Verify each finding against the current code and only fix it if needed. In `@docker/compose/docker-compose_hadoop340_hive313_spark401_arm64.yml` around lines 227 - 240, Update the minio service block to replace deprecated environment variables and pin the image: change MINIO_ACCESS_KEY and MINIO_SECRET_KEY to MINIO_ROOT_USER and MINIO_ROOT_PASSWORD in the environment list for the minio service, and replace the image value minio/minio:latest with a specific release tag (for example RELEASE.2024-12-18T13-15-44Z) to ensure reproducible builds while keeping the existing hostname, container_name, ports, volumes, and command unchanged.
🤖 Prompt for all review comments with AI agents
Verify each finding against the current code and only fix it if needed.
Inline comments:
In `@docker/compose/docker-compose_hadoop340_hive313_spark401_amd64.yml`:
- Around line 18-35: The namenode service (image
apachehudi/hudi-hadoop_3.4.0-namenode:latest, container_name namenode) is
missing a volumes mount for the declared named volume that should persist
NameNode metadata; add a volumes: section to the namenode service and mount the
declared volume into the NameNode data directory used by the image (e.g., add "-
<your_named_volume>:/hadoop/dfs/name" under the namenode service) so the HDFS
namespace is persisted across container recreates.

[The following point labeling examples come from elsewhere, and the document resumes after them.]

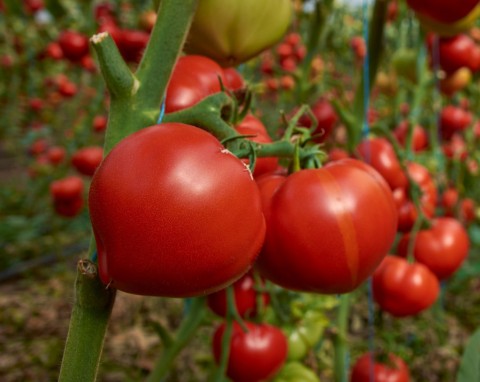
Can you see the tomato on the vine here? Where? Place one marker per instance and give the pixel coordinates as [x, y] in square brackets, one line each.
[255, 355]
[328, 228]
[403, 289]
[166, 205]
[393, 369]
[234, 31]
[245, 296]
[443, 247]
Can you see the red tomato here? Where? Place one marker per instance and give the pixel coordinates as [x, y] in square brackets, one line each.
[444, 11]
[245, 298]
[74, 45]
[193, 79]
[394, 370]
[455, 52]
[132, 43]
[443, 247]
[87, 159]
[419, 137]
[254, 356]
[379, 154]
[326, 118]
[402, 288]
[56, 154]
[328, 228]
[166, 206]
[251, 125]
[453, 120]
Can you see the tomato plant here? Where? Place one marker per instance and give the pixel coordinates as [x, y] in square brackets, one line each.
[323, 232]
[175, 183]
[392, 369]
[404, 289]
[255, 355]
[443, 247]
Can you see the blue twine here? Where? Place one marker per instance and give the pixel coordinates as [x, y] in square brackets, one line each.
[162, 112]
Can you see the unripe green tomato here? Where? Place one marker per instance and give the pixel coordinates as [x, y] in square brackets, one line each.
[295, 372]
[297, 346]
[233, 31]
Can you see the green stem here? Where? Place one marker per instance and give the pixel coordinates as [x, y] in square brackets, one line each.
[341, 348]
[375, 49]
[90, 315]
[185, 333]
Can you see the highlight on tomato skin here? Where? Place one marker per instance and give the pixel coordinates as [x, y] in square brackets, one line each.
[341, 218]
[173, 236]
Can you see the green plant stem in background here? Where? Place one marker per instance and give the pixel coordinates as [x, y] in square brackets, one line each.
[134, 105]
[341, 347]
[90, 315]
[185, 333]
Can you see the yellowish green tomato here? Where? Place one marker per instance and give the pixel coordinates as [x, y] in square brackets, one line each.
[234, 31]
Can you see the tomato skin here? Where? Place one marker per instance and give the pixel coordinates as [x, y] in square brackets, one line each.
[193, 78]
[379, 154]
[245, 298]
[396, 372]
[87, 159]
[328, 228]
[256, 355]
[165, 206]
[219, 29]
[403, 289]
[443, 247]
[251, 125]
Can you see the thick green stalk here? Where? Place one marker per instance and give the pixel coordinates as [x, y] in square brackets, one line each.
[341, 347]
[90, 315]
[185, 333]
[134, 105]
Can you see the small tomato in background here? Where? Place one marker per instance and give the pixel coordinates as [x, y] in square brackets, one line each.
[393, 369]
[245, 296]
[402, 288]
[254, 356]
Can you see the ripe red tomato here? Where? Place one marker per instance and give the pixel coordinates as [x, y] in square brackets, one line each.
[254, 356]
[402, 288]
[193, 78]
[174, 213]
[393, 370]
[455, 52]
[67, 195]
[328, 228]
[245, 298]
[379, 154]
[251, 125]
[326, 118]
[454, 119]
[443, 247]
[74, 45]
[419, 137]
[219, 28]
[87, 159]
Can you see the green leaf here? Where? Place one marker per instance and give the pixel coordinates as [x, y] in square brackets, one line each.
[470, 364]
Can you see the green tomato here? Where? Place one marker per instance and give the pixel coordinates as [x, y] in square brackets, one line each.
[297, 346]
[233, 31]
[295, 372]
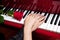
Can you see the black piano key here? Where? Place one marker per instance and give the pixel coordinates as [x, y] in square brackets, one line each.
[41, 12]
[59, 23]
[56, 20]
[1, 7]
[25, 14]
[52, 19]
[5, 9]
[47, 17]
[45, 14]
[29, 12]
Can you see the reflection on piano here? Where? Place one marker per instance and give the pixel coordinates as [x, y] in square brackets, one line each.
[52, 21]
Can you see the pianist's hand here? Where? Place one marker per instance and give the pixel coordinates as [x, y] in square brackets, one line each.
[33, 21]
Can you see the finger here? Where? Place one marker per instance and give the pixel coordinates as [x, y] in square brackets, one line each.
[37, 24]
[41, 18]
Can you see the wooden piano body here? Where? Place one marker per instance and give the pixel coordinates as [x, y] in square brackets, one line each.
[50, 6]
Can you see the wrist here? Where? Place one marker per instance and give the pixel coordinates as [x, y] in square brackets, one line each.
[27, 29]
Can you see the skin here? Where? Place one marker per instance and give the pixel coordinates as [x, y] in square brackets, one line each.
[31, 23]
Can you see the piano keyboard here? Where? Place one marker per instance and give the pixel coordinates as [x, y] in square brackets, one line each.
[52, 21]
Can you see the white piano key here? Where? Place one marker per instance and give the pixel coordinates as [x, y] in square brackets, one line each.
[11, 9]
[8, 18]
[24, 12]
[17, 9]
[43, 14]
[58, 30]
[43, 26]
[52, 26]
[4, 8]
[48, 22]
[56, 27]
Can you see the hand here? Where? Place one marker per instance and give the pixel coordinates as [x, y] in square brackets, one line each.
[33, 21]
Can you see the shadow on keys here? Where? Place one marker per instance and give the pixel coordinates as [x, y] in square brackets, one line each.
[2, 37]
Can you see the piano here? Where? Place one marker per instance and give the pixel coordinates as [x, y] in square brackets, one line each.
[49, 8]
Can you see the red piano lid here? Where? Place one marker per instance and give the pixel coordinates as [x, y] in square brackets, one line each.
[18, 15]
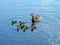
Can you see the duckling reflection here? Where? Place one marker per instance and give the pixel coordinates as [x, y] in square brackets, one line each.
[33, 27]
[13, 22]
[35, 18]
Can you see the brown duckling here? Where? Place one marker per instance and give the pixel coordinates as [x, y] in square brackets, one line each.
[17, 28]
[35, 18]
[25, 28]
[21, 24]
[33, 27]
[13, 22]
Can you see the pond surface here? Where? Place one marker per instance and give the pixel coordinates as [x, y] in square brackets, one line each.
[48, 29]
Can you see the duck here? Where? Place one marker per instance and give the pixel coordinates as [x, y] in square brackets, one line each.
[13, 22]
[35, 18]
[25, 28]
[17, 28]
[21, 24]
[33, 27]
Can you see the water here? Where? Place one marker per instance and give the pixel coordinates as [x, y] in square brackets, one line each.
[48, 30]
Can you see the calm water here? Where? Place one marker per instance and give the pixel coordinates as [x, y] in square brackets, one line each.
[48, 30]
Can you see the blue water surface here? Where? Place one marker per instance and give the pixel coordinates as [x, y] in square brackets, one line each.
[48, 29]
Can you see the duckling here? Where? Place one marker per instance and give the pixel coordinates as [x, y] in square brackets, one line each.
[25, 28]
[13, 22]
[33, 27]
[35, 18]
[17, 28]
[21, 24]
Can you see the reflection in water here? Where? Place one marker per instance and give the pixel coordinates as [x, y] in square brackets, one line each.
[22, 25]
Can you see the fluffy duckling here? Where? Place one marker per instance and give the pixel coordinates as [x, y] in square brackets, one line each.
[17, 28]
[33, 27]
[35, 18]
[13, 22]
[25, 28]
[21, 24]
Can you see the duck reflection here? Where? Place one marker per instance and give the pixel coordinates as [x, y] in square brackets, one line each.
[22, 25]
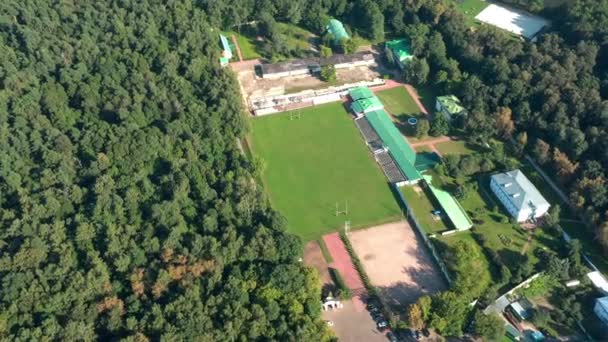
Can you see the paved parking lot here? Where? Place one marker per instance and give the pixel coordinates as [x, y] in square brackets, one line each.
[353, 325]
[397, 263]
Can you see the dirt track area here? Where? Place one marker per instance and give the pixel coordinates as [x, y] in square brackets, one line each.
[313, 257]
[397, 263]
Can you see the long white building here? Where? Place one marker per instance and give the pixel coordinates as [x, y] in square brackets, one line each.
[601, 309]
[519, 196]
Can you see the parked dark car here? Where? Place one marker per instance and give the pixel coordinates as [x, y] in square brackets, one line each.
[382, 325]
[391, 337]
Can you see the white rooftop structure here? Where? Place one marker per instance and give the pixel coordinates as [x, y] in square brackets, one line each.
[513, 20]
[601, 309]
[598, 281]
[519, 196]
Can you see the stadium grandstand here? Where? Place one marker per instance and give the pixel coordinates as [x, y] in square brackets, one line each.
[455, 213]
[401, 152]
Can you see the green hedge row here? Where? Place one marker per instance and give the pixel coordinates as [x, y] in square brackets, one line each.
[371, 290]
[344, 291]
[325, 251]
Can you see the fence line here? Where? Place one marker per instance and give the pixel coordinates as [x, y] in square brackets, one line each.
[412, 218]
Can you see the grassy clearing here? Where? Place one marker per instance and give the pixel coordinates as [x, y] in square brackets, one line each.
[428, 97]
[316, 161]
[455, 147]
[423, 206]
[471, 8]
[591, 247]
[246, 43]
[398, 102]
[423, 148]
[325, 251]
[296, 38]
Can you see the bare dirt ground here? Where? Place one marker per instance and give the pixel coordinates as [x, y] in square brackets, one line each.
[397, 263]
[351, 324]
[313, 257]
[254, 86]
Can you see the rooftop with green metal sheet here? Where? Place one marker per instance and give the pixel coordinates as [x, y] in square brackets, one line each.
[400, 48]
[451, 104]
[366, 105]
[400, 150]
[337, 30]
[452, 208]
[225, 44]
[359, 93]
[426, 161]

In `@docker/hoodie/hadoop/base_java17/Dockerfile`:
- Around line 30-39: The Dockerfile for base_java17 is missing the safe
creation/check for /etc/hadoop/mapred-site.xml which entrypoint.sh expects when
calling addProperty; update the RUN step that extracts Hadoop (the block using
HADOOP_URL, tar -xvf, ln -s, mkdir /hadoop-data) to also create or copy a
default mapred-site.xml if it doesn't exist (match the logic in base_java11) —
e.g., test for /etc/hadoop/mapred-site.xml and if absent copy
/opt/hadoop-$HADOOP_VERSION/etc/hadoop/mapred-site.xml.template or touch a file
so addProperty in entrypoint.sh can safely modify it. Ensure you reference the
same HADOOP_VERSION path and /etc/hadoop symlink so addProperty and
entrypoint.sh find the file.
In `@docker/hoodie/hadoop/base_java17/entrypoint.sh`:
- Around line 80-81: The MAPRED section incorrectly adds the YARN property via
the addProperty call targeting /etc/hadoop/mapred-site.xml with key
yarn.nodemanager.bind-host; remove this addProperty line or move it to the
appropriate YARN config (e.g. use addProperty against /etc/hadoop/yarn-site.xml
for yarn.nodemanager.bind-host) and ensure the MAPRED block only contains
MapReduce-specific properties.
- Around line 76-77: Duplicate addition of the same Hadoop property is
happening: remove the redundant addProperty call so yarn.nodemanager.bind-host
is only added once, or replace the second addProperty invocation with a guard
that checks yarn-site.xml for an existing yarn.nodemanager.bind-host entry
before adding; locate the addProperty calls (symbol: addProperty) targeting
yarn-site.xml and ensure only a single write for yarn.nodemanager.bind-host
occurs.
In `@docker/hoodie/hadoop/base_java17/export_container_ip.sh`:
- Around line 29-30: The export in /usr/bin/export_container_ip.sh only affects
its subprocess, so entrypoint.sh won't see MY_CONTAINER_IP; fix by either (A)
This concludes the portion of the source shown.